第三百六十八章 生而复死(1/2)
李国剑困难地回答道,“我也不确定。”
而他们以为已经死掉了的贾蔷薇,却在曼德勒的医院里救活了,医生是专程从东京赶到曼德勒的名医,说是专程,似乎是早就知道贾蔷薇会是这个结果,因为她为岛国找到了再生稻这样无法用金钱来衡量的种子,岛国对她的拯救,也就如挽救一枚死掉的种子。
贾蔷薇想起了与三井加藤的第一次见面。
三井加藤声音很温和,像在念一封早就写好的信。
“你不是这里的人,你是北海道人,那边,才是你的祖国。”
贾蔷薇坐在酒店房间的沙发上,窗外是陌生的城市夜景。
她没立刻反驳,也没有激动,只是下意识地把放在膝上的手,往衣角里缩了缩。
那是一个很老的习惯——
在孤儿院被大人训话时,她会这样,像是要把自己藏进衣服里,变小一点,再小一点。
三井加藤在说“祖国”这个词时,她脑海里跳出来的,不是地图、不是国旗,而是:冬天煤炉上咕嘟冒泡的土豆汤,院里那棵老榆树,掉下的叶子会把石板路铺满,夜里熄灯后,隔壁床的女孩偷偷塞给她的一块水果糖。
这些东西,突然一下子变得有点“不对劲”,好像不属于她将要去的那个“祖国”。
但她又说不清哪里不对,只觉得胸口有点发闷。
她抬起头,礼貌地笑了笑,“知道了。
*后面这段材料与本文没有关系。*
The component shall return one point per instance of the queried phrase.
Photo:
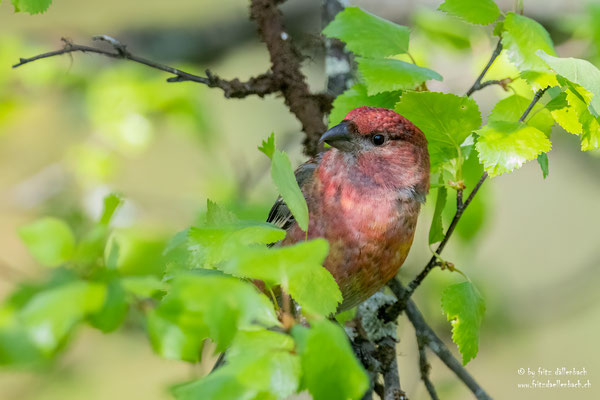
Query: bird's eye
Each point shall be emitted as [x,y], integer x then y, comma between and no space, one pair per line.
[378,140]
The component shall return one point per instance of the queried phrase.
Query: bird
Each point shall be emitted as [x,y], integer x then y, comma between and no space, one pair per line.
[363,194]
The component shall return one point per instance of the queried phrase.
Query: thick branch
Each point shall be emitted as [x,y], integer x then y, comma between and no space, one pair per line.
[260,85]
[285,64]
[429,338]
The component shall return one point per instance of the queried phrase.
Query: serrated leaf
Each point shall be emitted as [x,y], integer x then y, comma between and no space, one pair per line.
[386,75]
[50,315]
[445,119]
[329,369]
[504,146]
[543,162]
[212,245]
[111,203]
[368,35]
[298,269]
[464,307]
[143,286]
[444,29]
[357,96]
[578,71]
[557,103]
[215,306]
[170,341]
[257,362]
[521,38]
[512,107]
[481,12]
[49,240]
[287,186]
[268,146]
[31,6]
[436,231]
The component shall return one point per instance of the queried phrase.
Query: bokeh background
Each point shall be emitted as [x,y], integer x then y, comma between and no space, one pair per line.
[73,129]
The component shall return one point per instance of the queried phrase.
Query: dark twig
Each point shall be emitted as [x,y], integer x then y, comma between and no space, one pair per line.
[310,109]
[478,85]
[260,85]
[424,367]
[431,340]
[395,309]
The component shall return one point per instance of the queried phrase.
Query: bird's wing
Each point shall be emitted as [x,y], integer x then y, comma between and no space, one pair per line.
[280,215]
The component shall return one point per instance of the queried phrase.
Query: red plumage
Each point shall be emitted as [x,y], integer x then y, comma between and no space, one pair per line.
[363,196]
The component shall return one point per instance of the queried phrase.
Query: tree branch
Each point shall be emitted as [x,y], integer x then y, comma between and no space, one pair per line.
[478,85]
[430,339]
[424,367]
[310,109]
[260,85]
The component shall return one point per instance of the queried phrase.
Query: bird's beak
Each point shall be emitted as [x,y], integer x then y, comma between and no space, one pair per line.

”
那笑容标准得像她在朗诵比赛上练习过一百次的模样。
可在她心里,有很小很小的一角,在想,如果“祖国”是指有人记得你小时候怕黑、记得你爱吃甜的,那我现在站的地方,算什么呢?
她没问出口。
因为她已经听见自己心里,有一块东西轻轻裂开的声音。
从那以后,她开始学着用“他们”的语言说话,用“他们”的逻辑思考,用“他们”的目光看这片土地。
她以为这是“回家”。
其实更像,慢慢把那间有煤炉、有老榆树、有水果糖的房间,从自己心里搬空。
夜深了,羊拉乡的招待所里,其他人都睡了。
贾蔷薇坐在窗边,膝上摊着一本旧笔记本,钢笔尖在纸上游走,发出细碎的沙沙声。
她写得很慢,像是在把风声、虫鸣、远处江水的气味,一点点摁进字里。
写“我只爱脚下的大地”那句时,她停了笔,手指无意识地摩挲着纸边。
那一瞬间,她想起的是……
孤儿院后院那片被踩得结实的泥地,雨后会长出很小很小的野花;
第一次读到“故土”这个词时,她下意识摸了摸自己的胸口,觉得那里空空的,好像没有“土”
所以她才写“爱脚下的大地”,不是因为确信自己属于这里,
而是因为,除了“脚下”,她一时找不到别的地方。
写完,她合上本子,把脸贴在冰凉的玻璃上。
窗外是陌生的山影和江水,没有煤炉,没有老榆树,也没有人会半夜塞给她一块糖。
她忽然有点想哭,但又觉得不该哭……
一个已经知道自己“真正祖国”的人,再为这片土地掉眼泪,好像是不对的。
于是她只是轻轻呼出一口气,把那点湿润,留在肺里,咽下去。
那句诗,就这样留在纸上,也留在她心里,像一枚小小的钉子,
一头扎在柔软的地方,一头连着后来所有坚硬的选择。
她为了再生稻种子到了羊拉乡,为了站住脚,她嫁给了一个她并不爱,更谈不上爱情的刘扬青,但这个男人却给了她所有的温柔。可这个男人于她仅仅只有利用。
一天傍晚,刘扬青在河边找到她。
她正蹲在石头边,把一块被江水冲上岸的碎瓷片捡起来,擦掉泥,又轻轻放回水里。
“你在干什么?”他问。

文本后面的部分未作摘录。